Dealing with Professional Credit Management and other debt collectors can be challenging. Understanding your rights and the steps to remove negative marks from your credit report is crucial. Verify the debt, dispute inaccuracies, and consider pay-for-delete agreements to improve your credit score. If you need help, reach out to credit repair professionals for guidance.

Frequently asked questions

How long does a collection account stay on my credit report?

A collection account can remain on your credit report for up to seven years from the date of the first delinquency.

Can paying off a collection account improve my credit score?

Paying off a collection account may slightly improve your credit score, but the negative mark remains on your report for up to seven years. Negotiating a pay-for-delete agreement can be more beneficial if the debt collector agrees.

What should I do if Professional Credit Management violates my rights?

If you believe that Professional Credit Management has violated your rights under the FDCPA or FCRA, you can file a complaint with the Consumer Financial Protection Bureau (CFPB) or seek legal advice to explore your options for recourse.

Can I remove a collection account by disputing it?
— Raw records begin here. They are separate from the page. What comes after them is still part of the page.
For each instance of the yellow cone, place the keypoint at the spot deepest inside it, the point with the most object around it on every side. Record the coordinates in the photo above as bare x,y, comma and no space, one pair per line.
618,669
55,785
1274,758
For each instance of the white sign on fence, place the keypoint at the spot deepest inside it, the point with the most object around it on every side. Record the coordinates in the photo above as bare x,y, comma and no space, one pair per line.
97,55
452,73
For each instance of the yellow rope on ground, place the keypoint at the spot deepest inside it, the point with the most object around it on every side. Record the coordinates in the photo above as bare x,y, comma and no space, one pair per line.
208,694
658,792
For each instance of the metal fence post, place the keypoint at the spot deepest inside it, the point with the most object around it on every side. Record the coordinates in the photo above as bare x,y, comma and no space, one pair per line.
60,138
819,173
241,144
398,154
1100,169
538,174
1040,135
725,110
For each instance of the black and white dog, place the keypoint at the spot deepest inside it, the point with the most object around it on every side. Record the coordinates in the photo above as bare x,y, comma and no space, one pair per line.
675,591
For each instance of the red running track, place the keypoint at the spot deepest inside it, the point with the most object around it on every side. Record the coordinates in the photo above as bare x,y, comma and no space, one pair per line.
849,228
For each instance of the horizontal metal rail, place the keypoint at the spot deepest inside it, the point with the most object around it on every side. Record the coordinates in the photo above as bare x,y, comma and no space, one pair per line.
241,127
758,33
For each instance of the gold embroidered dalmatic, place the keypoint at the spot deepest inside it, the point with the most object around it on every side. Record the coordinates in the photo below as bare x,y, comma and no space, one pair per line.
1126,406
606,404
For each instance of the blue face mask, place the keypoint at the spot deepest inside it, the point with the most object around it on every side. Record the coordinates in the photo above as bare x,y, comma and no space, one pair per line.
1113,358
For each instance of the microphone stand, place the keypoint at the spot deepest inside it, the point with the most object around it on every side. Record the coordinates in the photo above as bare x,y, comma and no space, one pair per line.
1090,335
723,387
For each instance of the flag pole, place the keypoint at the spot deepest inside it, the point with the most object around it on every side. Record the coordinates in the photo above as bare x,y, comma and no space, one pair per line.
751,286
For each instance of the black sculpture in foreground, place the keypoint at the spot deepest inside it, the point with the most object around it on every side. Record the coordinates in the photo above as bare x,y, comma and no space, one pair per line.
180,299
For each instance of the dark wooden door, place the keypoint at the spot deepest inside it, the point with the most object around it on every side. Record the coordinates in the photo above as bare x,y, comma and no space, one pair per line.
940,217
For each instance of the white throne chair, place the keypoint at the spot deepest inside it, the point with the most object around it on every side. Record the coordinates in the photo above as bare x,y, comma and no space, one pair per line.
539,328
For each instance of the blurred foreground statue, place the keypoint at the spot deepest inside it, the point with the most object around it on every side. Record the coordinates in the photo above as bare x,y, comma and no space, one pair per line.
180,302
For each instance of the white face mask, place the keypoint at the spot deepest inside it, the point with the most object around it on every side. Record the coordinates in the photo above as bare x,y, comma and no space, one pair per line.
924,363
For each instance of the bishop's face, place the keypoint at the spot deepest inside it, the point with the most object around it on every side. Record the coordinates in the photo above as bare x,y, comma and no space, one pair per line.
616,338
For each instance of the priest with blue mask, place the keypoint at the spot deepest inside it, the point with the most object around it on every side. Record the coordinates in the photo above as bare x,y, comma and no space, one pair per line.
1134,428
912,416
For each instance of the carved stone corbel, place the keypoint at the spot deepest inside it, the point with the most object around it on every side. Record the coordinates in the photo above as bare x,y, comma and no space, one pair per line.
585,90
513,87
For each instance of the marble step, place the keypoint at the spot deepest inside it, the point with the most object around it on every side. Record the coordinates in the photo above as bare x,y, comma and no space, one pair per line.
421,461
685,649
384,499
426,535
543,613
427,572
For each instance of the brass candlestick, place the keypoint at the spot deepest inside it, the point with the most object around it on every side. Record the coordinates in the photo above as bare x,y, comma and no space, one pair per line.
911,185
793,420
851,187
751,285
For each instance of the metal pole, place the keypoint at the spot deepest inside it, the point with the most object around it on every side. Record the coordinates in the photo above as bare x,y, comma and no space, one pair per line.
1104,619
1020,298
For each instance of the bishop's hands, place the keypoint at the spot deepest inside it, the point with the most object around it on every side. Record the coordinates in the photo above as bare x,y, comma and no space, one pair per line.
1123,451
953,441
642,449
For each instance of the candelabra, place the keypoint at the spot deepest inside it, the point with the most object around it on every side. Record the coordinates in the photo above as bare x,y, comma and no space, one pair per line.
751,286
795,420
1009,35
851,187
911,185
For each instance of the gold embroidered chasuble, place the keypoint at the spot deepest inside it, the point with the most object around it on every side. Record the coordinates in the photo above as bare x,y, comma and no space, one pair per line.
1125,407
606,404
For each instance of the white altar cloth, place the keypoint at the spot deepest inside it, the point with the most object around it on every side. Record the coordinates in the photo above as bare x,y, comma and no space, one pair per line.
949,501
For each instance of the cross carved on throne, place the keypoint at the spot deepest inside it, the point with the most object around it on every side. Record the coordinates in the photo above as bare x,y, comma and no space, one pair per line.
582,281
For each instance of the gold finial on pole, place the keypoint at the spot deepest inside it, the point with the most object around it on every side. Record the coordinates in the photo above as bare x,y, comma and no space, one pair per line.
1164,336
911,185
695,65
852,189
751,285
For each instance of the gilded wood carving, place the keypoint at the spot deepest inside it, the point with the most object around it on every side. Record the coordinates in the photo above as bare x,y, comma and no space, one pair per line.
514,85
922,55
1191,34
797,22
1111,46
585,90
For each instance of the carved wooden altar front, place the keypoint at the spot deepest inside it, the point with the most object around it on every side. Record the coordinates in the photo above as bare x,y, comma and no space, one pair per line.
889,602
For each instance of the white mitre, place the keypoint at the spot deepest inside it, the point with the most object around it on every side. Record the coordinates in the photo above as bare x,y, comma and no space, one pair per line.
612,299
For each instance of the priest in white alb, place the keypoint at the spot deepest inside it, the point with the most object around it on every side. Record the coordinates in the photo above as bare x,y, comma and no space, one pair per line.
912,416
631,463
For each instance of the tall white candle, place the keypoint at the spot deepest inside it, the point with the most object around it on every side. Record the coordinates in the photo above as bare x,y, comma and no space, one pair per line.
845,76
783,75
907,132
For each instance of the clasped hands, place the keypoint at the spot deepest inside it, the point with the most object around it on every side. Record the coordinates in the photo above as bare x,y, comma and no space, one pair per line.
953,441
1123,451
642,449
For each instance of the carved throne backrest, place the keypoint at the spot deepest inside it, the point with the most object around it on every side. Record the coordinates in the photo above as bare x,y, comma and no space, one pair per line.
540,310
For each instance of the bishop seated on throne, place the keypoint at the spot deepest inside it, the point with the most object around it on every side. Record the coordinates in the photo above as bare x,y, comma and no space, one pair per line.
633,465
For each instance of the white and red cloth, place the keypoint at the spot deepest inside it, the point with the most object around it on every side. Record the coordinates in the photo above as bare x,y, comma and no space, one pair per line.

Yes, if the information on the collection account is inaccurate, unverifiable, or fraudulent, you can dispute it with the credit bureaus to have it removed from your credit report.

How can I prevent future collection accounts on my credit report?

To prevent future collection accounts, manage your debts responsibly, make timely payments, and monitor your credit report regularly for any inaccuracies or signs of identity theft.

Is Professional Credit Management a legitimate company?

Yes, Professional Credit Management is a legitimate debt collection agency. They are not a scam or fake company, but they may engage in aggressive collection tactics such as frequent phone calls or letters. It is important to know your rights when dealing with debt collectors to protect yourself from harassment and ensure fair treatment.

Why does Professional Credit Management keep calling me?

Professional Credit Management is attempting to collect a debt by contacting you through phone calls. If these calls are frequent or harassing, you have the right to request they cease communication. Sending a written request to stop contact can help manage the situation. If harassment continues, you may need to seek legal assistance.

Will Professional Credit Management try suing or garnishing my wages?

While it is rare for Professional Credit Management to sue, it is not impossible. If they decide to pursue legal action, you will receive a summons to appear in court. It is important to respond to any legal notices promptly. Wage garnishment can only occur if a court judgment is obtained against you. State and federal laws provide certain protections and exemptions regarding garnishment.

Key takeaways

  • Professional Credit Management is a legitimate debt collection agency that can significantly impact your credit score.
  • You have the right to request debt validation and dispute any inaccuracies in your credit report.
  • Negotiating a pay-for-delete agreement can potentially remove the negative mark from your credit report.
  • Seek professional help if you need assistance managing disputes or negotiating with debt collectors.
  • Understanding your rights under the FDCPA and FCRA can help you protect yourself from unfair collection practices.